The Libyan government has denied firing heavy weapons, including rockets and tank shells, at the city but has turned down repeated requests by foreign journalists based in the capital of Tripoli to go to Misrata. Journalists in Trip oli are not allowed to tour western Libya independently, without government minders.
Valerie Amos, the U.N. humanitarian chief, said she demanded in a meeting with Libyan officials in Tripoli on Sunday that the U.N. be permitted to visit Misrata and other towns to assess the humanitarian needs there.
“I have been given those assurances,” she said Monday, speaking in Benghazi.
However, she added that she received “no guarantees with respect to my call for an overall cessation of hostilities, to enable people to move, to enable us to deliver supplies.”
Libyan regime spokesman Moussa Ibrahim said the deal with the U.N. includes access for international agencies. He did not explain how the arrangement would work or say whether this would include a halt in fighting. The Libyan authorities have insisted they are only responding to attacks by rebels, not taking the offensive.

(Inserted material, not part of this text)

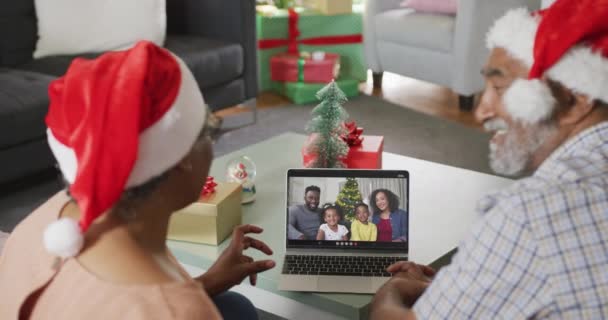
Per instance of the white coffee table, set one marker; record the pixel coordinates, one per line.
(442, 208)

Early Monday, nearly 1,000 people — among several thousand stranded in the area of Misrata’s port — boarded an aid ship sent by the International Organization for Migration.
Most of the passengers were migrant workers but also included 100 Libyans, among them 23 wounded in the fighting. The organization said at least 4,000 additional migrants are stranded in the port area, including women and children.